[Python-Dev] Windows: Remove support of bytes filenames in theos module?

Wed Feb 10 03:00:17 EST 2016

Executive summary:

Code pages and POSIX locales aren't solutions, they're the Original Sin.

Steve Dower writes:
 > On 09Feb2016 2017, Stephen J. Turnbull wrote:

 > >   > The problem here is the protocol that Python uses to return
 > >   > bytes paths, and that protocol is inconsistent between APIs
 > >   > and information is lost.
 > >
 > > No, the problem is that the necessary information simply isn't always
 > > available.
 > 
 > But if we return bytes paths and the user passes them back in unchanged, 
 > that should be irrelevant.

Yes.  That's pretty much exactly the semantics of using the latin-1
codec.  UTF-8 can't do that without surrogateescape, which Python 2 lacks.

 > The earlier issue was that that doesn't work (e.g. a bytes path
 > from os.scandir couldn't be passed back into open()).

My purely-from-the-user-side take is that that's just a bug in
os.scandir that should be fixed, and that even though the complexity
that occasions such bugs is an undesirable aspect of Python (v2)
programming, it's not a bug because it *can't* be fixed -- you have to
fix the world, not Python.  Or switch to Python 3.

I don't know enough to have an opinion on whether "fixing" os.scandir
could cause other problems.

 > I meant with Python's calls into the API. Anywhere Python does the 
 > conversion from bytes to LPCWSTR (the UTF-16 type) there's a chance 
 > it'll be wrong.

Indeed.  That's why converting the bytes is often the wrong thing to
do *period*.  The reasons that Python might be wrong apply to every
agent that might decide the conversion -- except the user; the user is
never wrong about these things.

 > Microsoft's solution here is the user's active code page, much like 
 > *nix's solution as I understand it, except that where *nix will convert 
 > _to_ the encoding as a normalized form, Windows will convert _from_ the 
 > encoding to its UTF-16 "normalized" form.
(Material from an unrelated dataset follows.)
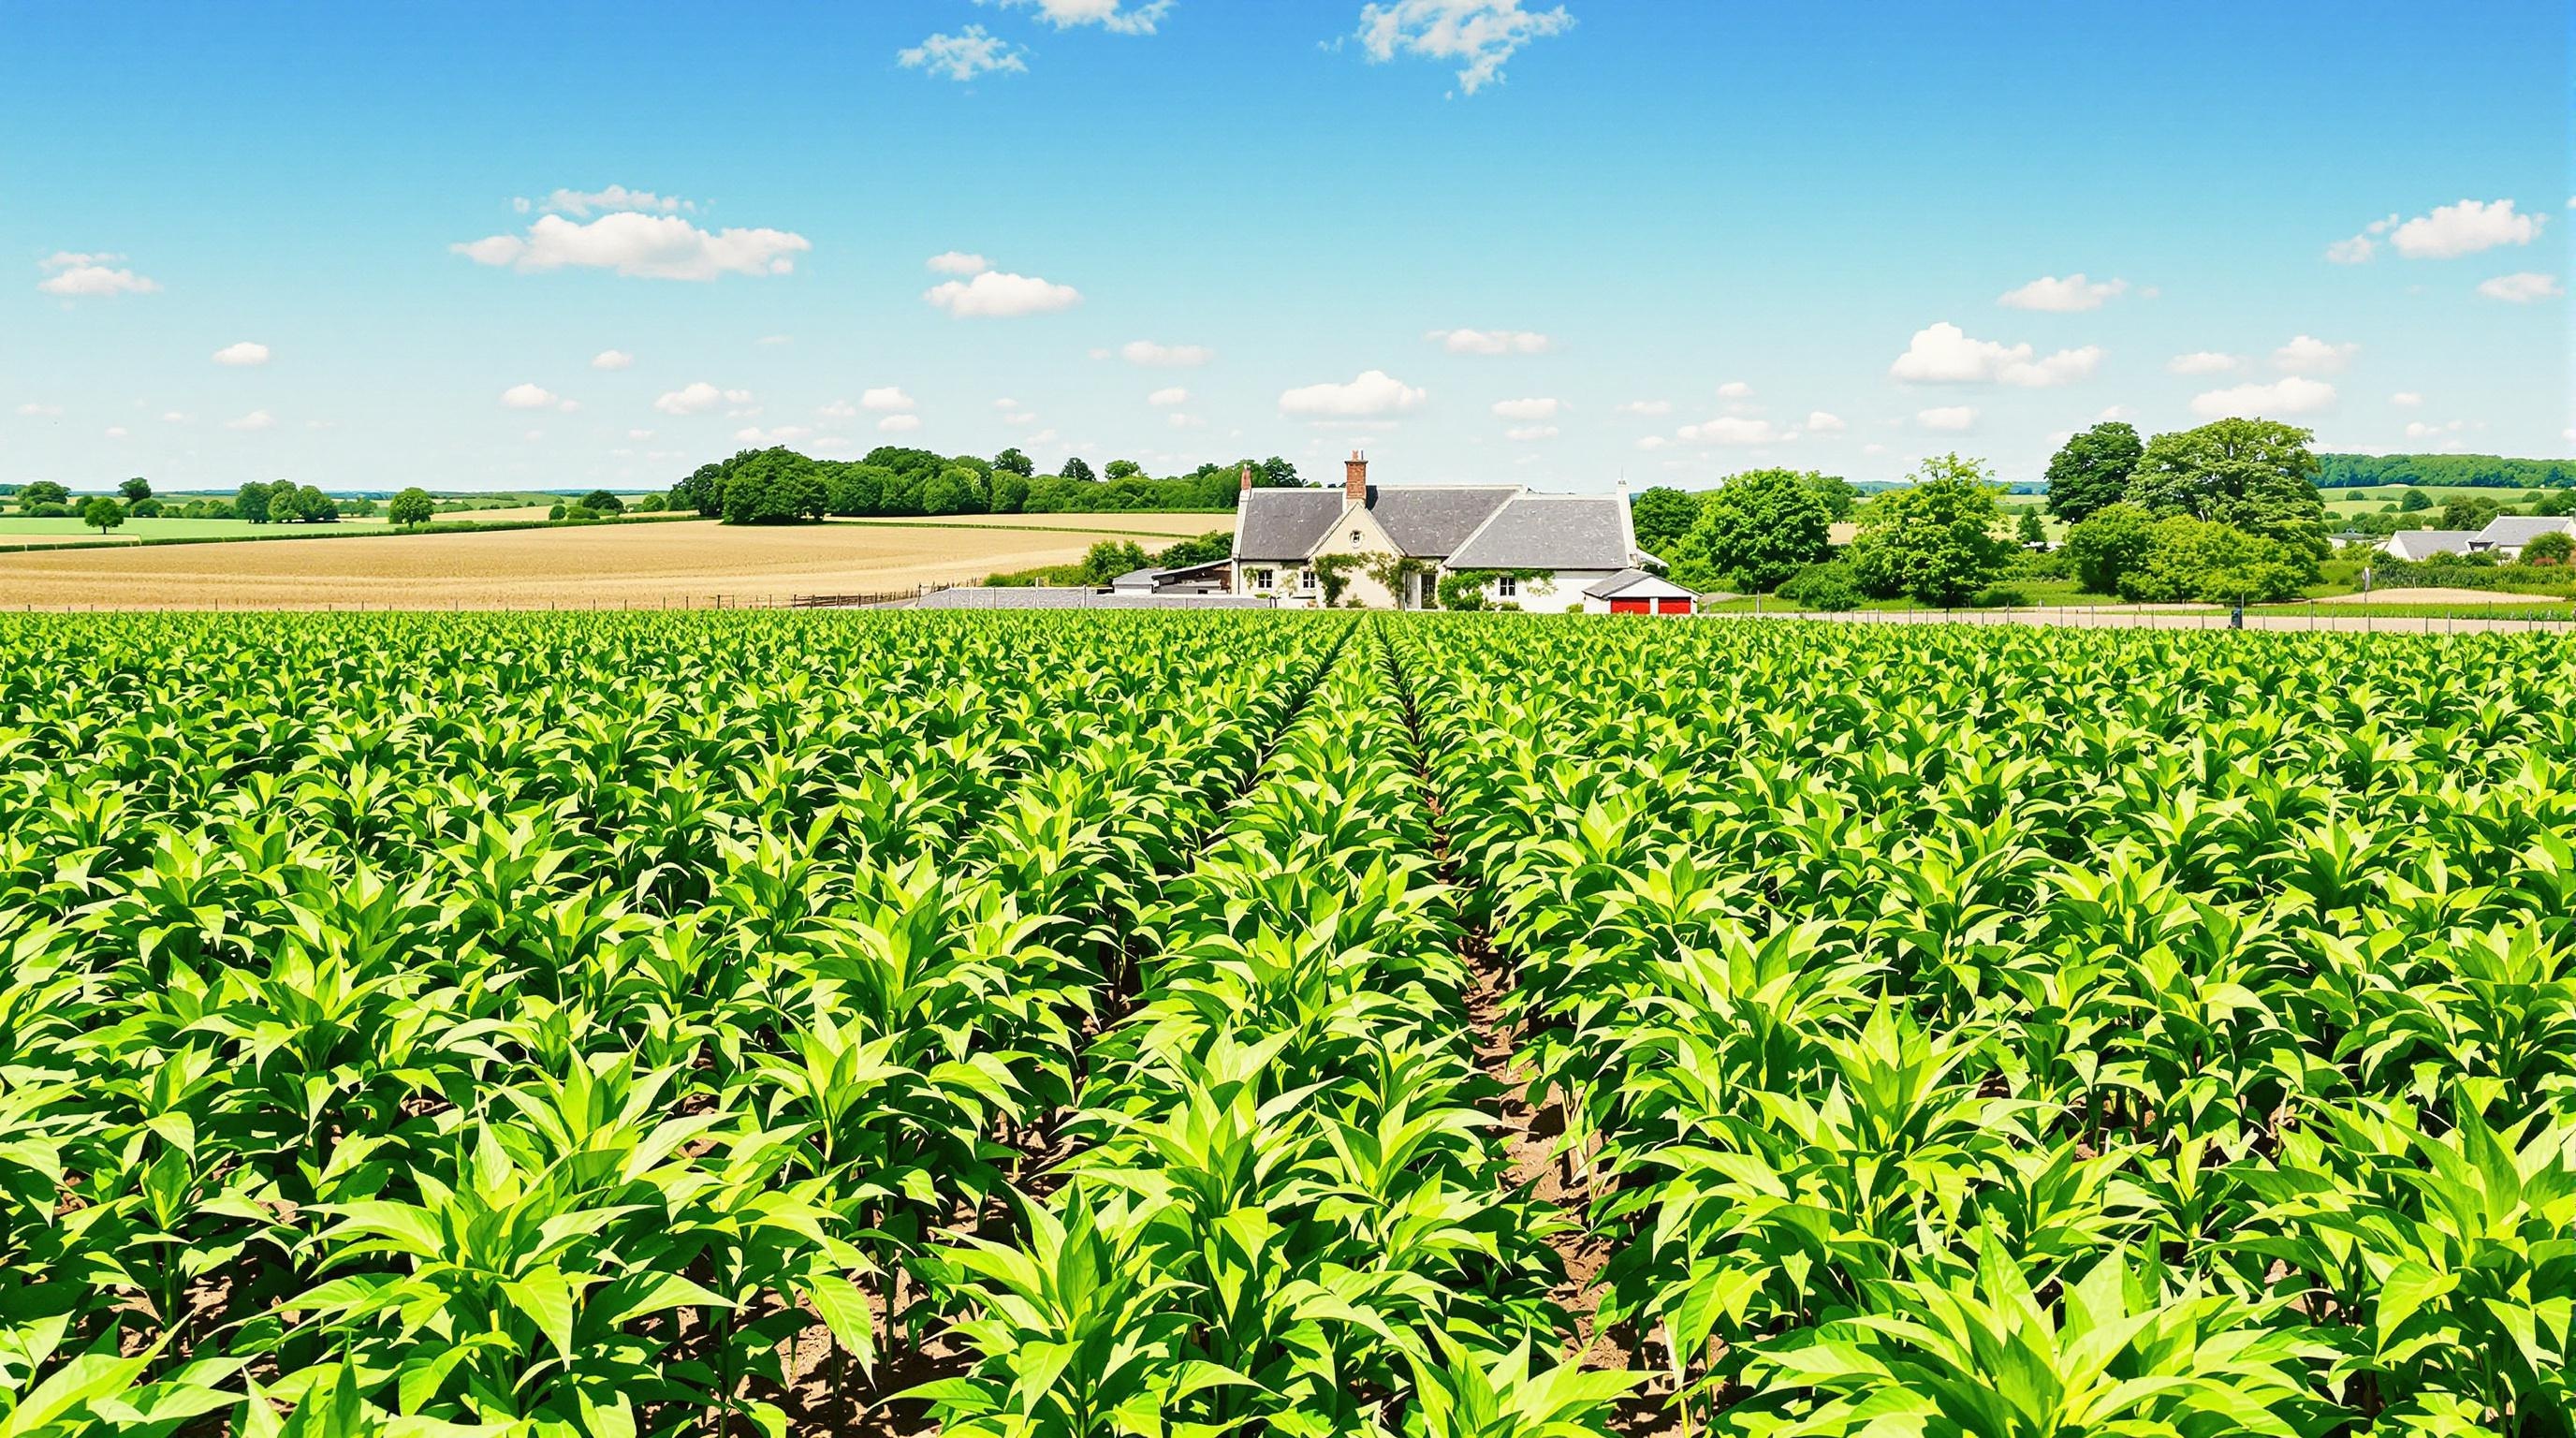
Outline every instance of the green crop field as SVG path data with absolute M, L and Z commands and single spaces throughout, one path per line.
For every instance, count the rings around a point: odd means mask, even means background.
M 2571 659 L 0 616 L 0 1434 L 2563 1434 Z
Not quite accurate.  Unix by original design doesn't *have* a
normalized form.[1] Bytez-iz-bytez-R-Us, that's Unix.  Recently
everybody (except for a few nationalist lunatics and the unteachables
in some legislatures) has learned that some form of Unicode is the way
to go internally.  But that's "best practice", not POSIX requirement,
and tons of software continues to operate[2] based on the assumption
that users are monolingual with a canonical one-byte encoding, so it
doesn't matter as long as *no conversion is ever done*, and the input
methods and fonts are consistent with each other.  Code pages just try
to *enforce* that constraint (and as I already mentioned, that pissed
me off so much in 1990 that I'm still a Windows refusenik today).

 > Back-compat concerns have prevented any significant changes being
 > made here, otherwise there wouldn't be a 'bytes' interface at
 > all.

It's not just back-compat, it's absolutely necessary in a code-page-
based world because you just can't be sure what encoding your content
is in until the user tells you the crap you've spewed on her screen
might be Klingon, but it's not any of the 7 human languages she knows.
"Toto!  I don't think we're in Kansas any more...."  The fact is that
code-page-based content continues to be produced in significant
quantities, despite the universal availability and absolute
superiority (except for workstation reconfiguration costs) of Unicode.

Footnotes: 
[1]  The POSIX locale selects encodings for console input and output.
File I/O is just bytes, both the content and the file name.  The code
page also defines the file name encoding as I understand it.

[2]  I would hope that nobody is *writing* software like that any
more, but I live in Japan.  That hope is years in the future for me.